L’impératif de l’IA dans la sécurité

Si les équipes des opérations de sécurité semblent épuisées, c’est parce qu’elles le sont – et pour de bonnes raisons. Même avant la pandémie actuelle, qui a vu une augmentation significative de certains types de cyberattaques, les experts en cybersécurité repoussaient déjà plus d’attaques que jamais dans leur paysage numérique en constante évolution. Le résultat est que le coût moyen d’une violation de données dépasse désormais 3,78 millions de dollars.

Cependant, alors que la pandémie se poursuit, les réseaux sont encore plus étendus. Les employés distants travaillent désormais sur des infrastructures jamais conçues pour avoir la majorité des charges de travail venant de l’extérieur du réseau, et les cybercriminels n’ont pas tardé à exploiter l’urgence et la confusion du moment. En plus d’un pic de spams et de campagnes d’hameçonnage hautement manipulateurs diffusant des logiciels malveillants, il y a également eu un ciblage accru d’individus de grande valeur pour voler des informations critiques, fournir des ransomwares ou installer des chevaux de Troie d’accès à distance qui contrôlent et surveillent les réseaux. Le risque est pas seulement que les organisations tentent leur chance sur un pari de 4 millions de dollars. C’est qu’ils prennent cette chance un million de fois par jour.

Ce n’est pas une hyperbole. À une époque où les alertes se multiplient en raison de la prévalence des menaces, certaines équipes SOC extensives reçoivent en moyenne 1 million d’alertes de sécurité par jour. Parce qu’ils manquent de personnel, ils n’ont guère d’autre choix que d’ignorer la plupart des alertes qu’ils reçoivent. Dans un rapport de l’ESG, les professionnels de la cybersécurité ont signalé que les organisations ignoraient jusqu’à 75% de toutes les alertes de sécurité – et même lorsqu’elles étaient en mesure de répondre, elles se retrouvaient souvent en course pour contenir et atténuer les menaces qui traversaient les réseaux plus rapidement que jamais grâce à un large gamme de nouvelles techniques d’attaque, y compris celles qui commencent à tirer parti de l’intelligence artificielle et de l’apprentissage automatique.
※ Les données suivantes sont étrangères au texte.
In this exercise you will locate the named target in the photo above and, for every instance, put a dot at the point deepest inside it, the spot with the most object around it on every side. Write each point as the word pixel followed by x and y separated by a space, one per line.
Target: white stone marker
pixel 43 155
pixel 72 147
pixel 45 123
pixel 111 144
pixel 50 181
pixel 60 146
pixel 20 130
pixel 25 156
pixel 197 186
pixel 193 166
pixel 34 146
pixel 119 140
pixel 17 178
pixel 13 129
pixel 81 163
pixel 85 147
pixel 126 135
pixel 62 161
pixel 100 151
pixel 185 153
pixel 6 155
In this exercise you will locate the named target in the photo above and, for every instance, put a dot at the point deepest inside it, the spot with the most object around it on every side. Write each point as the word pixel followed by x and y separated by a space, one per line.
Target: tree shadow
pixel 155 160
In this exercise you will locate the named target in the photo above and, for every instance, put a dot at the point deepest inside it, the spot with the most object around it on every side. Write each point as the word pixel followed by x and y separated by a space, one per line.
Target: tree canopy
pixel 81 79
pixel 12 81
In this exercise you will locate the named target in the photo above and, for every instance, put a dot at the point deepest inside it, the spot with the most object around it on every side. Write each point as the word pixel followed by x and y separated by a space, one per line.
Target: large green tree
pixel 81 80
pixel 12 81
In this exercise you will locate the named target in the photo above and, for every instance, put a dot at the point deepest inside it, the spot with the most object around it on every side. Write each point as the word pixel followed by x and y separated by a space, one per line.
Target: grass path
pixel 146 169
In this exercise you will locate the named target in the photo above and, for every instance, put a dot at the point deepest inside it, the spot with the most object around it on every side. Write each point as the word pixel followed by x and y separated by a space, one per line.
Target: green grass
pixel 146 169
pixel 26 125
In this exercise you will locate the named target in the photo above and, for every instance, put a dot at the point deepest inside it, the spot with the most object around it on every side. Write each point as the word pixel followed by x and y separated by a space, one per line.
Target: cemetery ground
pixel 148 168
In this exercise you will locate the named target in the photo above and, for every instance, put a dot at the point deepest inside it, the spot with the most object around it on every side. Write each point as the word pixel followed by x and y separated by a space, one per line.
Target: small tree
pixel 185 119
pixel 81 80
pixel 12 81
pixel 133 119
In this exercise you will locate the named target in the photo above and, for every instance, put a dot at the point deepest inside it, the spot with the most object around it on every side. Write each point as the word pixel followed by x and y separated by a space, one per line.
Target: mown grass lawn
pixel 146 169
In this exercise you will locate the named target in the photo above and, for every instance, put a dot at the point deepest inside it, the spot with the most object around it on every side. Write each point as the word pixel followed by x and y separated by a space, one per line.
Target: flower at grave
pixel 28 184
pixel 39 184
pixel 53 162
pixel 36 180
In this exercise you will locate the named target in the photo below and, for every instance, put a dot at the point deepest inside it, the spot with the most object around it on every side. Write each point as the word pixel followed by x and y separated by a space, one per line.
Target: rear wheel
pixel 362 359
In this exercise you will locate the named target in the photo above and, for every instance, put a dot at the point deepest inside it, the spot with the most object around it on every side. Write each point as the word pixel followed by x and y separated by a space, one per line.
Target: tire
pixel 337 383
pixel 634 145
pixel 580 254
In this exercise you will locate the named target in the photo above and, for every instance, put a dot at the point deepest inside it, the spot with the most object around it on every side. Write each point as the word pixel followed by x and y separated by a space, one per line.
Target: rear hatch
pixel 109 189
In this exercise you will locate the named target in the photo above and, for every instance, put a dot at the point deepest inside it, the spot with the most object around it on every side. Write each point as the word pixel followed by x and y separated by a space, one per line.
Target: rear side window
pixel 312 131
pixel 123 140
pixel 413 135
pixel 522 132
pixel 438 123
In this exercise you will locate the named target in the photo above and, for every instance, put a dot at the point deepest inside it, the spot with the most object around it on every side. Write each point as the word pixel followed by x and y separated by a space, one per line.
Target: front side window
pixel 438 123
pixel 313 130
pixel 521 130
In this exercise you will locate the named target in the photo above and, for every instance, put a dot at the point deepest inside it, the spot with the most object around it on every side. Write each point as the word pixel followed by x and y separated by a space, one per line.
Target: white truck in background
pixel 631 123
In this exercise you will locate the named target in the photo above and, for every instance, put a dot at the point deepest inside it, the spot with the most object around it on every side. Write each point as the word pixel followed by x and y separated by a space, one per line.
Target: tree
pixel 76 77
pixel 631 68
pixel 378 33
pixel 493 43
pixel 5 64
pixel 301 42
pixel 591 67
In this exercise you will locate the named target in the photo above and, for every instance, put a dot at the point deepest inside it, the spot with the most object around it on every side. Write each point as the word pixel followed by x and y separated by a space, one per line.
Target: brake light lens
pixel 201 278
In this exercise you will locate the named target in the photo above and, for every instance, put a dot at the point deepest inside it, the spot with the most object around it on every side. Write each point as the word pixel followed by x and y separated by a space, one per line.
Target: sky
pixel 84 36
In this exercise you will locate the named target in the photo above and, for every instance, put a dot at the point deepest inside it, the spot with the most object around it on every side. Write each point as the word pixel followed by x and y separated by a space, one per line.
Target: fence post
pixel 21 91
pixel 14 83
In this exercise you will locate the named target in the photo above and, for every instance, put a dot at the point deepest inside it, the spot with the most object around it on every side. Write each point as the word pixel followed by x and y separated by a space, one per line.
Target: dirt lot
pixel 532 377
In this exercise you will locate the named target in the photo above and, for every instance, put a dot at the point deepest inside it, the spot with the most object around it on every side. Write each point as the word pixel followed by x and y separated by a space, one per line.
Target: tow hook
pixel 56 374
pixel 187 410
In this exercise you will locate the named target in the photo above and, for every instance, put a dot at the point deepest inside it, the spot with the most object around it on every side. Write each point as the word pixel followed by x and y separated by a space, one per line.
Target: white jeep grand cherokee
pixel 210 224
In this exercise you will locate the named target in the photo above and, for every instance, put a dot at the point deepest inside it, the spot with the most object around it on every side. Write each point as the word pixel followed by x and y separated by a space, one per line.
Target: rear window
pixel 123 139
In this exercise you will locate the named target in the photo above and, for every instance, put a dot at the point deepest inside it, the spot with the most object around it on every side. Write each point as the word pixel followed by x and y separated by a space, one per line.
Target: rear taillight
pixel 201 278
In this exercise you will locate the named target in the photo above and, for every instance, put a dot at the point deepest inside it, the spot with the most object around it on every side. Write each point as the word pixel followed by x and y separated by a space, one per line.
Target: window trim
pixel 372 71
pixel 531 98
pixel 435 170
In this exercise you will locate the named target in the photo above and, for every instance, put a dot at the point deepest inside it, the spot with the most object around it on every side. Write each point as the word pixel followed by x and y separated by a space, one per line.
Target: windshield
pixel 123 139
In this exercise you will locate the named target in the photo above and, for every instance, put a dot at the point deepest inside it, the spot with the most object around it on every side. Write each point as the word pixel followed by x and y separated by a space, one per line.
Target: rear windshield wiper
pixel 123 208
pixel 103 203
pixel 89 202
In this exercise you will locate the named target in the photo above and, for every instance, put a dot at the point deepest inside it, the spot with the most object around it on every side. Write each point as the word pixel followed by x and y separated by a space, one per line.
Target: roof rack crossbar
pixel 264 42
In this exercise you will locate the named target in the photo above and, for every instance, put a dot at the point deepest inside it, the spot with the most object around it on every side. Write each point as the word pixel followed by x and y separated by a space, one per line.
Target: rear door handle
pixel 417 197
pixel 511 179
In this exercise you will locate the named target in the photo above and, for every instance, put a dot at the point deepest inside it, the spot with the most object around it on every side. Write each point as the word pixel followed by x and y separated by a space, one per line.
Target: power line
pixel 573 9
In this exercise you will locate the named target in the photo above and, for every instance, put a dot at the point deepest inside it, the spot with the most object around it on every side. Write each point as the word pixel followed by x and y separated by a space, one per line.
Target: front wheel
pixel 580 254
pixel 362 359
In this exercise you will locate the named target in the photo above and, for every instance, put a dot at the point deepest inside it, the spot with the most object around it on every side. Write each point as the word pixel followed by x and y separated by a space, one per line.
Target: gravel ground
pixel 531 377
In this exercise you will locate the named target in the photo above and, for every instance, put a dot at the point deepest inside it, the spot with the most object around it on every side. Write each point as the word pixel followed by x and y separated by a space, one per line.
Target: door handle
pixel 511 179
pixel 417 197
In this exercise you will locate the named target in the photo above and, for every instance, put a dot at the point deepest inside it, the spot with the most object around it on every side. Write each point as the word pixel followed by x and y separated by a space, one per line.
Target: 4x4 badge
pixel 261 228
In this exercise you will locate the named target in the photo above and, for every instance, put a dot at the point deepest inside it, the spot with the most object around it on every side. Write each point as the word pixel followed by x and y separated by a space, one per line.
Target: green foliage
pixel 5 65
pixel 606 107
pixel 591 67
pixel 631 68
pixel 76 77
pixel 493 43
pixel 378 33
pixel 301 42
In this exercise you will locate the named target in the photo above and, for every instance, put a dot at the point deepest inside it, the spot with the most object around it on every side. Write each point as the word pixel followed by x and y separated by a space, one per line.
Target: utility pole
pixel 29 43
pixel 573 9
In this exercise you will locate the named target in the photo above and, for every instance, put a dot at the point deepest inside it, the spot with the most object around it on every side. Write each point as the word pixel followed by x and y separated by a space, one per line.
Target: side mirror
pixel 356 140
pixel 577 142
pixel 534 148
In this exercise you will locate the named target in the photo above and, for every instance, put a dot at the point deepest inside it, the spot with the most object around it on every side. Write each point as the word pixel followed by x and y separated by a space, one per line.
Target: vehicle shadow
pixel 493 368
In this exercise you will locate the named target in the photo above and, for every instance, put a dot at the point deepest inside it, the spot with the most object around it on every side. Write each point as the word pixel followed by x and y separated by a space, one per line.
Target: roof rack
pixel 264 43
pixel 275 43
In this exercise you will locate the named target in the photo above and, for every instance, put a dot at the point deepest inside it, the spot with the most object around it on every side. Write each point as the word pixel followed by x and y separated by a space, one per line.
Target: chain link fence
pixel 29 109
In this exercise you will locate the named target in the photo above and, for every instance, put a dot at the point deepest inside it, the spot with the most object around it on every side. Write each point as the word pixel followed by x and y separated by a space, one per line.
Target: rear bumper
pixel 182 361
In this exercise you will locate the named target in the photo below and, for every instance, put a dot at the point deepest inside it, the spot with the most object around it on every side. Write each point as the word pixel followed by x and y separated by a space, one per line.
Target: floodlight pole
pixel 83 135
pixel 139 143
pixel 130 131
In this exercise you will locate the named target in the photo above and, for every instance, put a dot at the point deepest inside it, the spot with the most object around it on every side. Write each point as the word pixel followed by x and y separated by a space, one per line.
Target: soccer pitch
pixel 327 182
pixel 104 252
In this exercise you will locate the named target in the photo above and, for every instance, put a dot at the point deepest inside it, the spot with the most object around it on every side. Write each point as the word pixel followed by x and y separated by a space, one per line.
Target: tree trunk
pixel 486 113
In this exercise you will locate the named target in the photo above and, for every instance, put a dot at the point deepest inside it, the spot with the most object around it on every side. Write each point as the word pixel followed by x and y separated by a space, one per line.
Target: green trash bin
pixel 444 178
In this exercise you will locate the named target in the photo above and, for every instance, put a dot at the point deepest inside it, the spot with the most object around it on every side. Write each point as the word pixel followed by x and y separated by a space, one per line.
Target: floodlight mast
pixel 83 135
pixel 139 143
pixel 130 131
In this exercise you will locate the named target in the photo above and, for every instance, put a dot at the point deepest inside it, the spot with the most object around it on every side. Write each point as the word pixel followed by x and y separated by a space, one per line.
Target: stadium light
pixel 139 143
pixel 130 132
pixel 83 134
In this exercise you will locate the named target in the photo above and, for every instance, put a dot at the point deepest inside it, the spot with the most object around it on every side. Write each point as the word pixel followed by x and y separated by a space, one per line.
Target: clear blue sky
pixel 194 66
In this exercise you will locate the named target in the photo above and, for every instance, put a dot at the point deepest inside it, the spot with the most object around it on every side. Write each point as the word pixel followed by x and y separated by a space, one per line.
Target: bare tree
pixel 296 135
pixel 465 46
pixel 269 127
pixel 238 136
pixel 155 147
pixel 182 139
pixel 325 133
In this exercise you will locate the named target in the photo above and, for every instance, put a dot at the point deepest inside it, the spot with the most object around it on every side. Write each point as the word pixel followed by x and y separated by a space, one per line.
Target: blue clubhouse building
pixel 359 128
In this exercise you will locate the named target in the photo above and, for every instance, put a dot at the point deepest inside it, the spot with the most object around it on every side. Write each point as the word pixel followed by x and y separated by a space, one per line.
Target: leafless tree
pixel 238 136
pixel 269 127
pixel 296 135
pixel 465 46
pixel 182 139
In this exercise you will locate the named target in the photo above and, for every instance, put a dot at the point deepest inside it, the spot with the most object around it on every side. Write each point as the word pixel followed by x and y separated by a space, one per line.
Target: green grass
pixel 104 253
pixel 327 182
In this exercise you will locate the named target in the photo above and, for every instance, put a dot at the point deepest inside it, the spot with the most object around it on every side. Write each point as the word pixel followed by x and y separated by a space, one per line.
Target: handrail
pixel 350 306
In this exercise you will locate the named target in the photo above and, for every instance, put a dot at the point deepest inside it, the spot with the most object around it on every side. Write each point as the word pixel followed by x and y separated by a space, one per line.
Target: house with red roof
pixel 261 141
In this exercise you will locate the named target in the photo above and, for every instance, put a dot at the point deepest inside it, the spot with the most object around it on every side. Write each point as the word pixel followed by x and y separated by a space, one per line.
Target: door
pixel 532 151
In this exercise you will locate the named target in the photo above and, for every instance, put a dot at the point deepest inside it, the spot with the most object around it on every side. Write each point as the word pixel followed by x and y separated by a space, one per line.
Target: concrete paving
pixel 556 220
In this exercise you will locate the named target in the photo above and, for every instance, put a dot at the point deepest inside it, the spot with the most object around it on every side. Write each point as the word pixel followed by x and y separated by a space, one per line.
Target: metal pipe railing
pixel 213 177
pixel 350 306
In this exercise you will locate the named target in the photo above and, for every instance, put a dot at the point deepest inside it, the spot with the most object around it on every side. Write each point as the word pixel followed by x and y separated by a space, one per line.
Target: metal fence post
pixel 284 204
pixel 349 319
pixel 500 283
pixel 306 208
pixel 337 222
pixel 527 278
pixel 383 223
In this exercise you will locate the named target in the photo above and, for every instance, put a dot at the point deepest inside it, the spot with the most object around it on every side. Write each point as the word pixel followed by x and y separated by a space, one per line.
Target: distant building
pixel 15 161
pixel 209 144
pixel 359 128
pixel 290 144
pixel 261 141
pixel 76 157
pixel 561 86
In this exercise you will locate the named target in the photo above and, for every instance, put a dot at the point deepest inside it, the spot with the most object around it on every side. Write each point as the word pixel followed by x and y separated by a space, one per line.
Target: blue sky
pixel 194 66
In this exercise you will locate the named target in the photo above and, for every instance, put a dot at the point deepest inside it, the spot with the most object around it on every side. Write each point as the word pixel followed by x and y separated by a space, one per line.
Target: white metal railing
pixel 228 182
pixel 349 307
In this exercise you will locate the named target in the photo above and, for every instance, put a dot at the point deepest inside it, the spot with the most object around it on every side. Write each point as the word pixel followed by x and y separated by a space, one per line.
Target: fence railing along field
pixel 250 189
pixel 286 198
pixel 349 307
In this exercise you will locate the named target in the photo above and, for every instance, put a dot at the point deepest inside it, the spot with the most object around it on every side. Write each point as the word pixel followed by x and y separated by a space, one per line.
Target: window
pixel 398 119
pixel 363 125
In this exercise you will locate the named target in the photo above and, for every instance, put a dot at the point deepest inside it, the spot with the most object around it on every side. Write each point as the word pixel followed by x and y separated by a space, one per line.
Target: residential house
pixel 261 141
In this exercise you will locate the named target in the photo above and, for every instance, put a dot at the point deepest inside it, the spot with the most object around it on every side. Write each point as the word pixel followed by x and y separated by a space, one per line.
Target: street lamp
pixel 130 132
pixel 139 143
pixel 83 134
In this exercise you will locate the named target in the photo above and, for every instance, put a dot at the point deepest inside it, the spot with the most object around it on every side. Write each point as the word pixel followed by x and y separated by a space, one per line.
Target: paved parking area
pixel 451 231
C’est l’homme contre la machine à la vitesse de l’ère numérique, et c’est tout simplement insoutenable. Les équipes du SOC d’aujourd’hui ne doivent pas être tenues pour responsables de faire l’impossible. Forcer qu’ils soient plus rapides qu’une attaque basée sur l’IA – en particulier sur des réseaux massifs d’appareils connectés à distance, dont un seul doit être violé pour que les criminels réussissent – n’est tout simplement pas réaliste.

Lorsqu’une attaque se produit, les analystes de la sécurité se démènent pour savoir comment elle est entrée, qui était le patient zéro et ce qu’il va infecter ensuite. Alors que même les réponses les plus rapides peuvent prendre plus de 10 minutes pour renvoyer des résultats, les ransomworms – qui se répliquent automatiquement en exploitant des fichiers et des programmes vulnérables – peuvent détruire des réseaux entiers, y compris des appareils et des systèmes connectés, en une fraction de temps. Tout ce qu’il faut pour en libérer un, c’est qu’un seul employé clique sur un lien de n’importe où sur le réseau.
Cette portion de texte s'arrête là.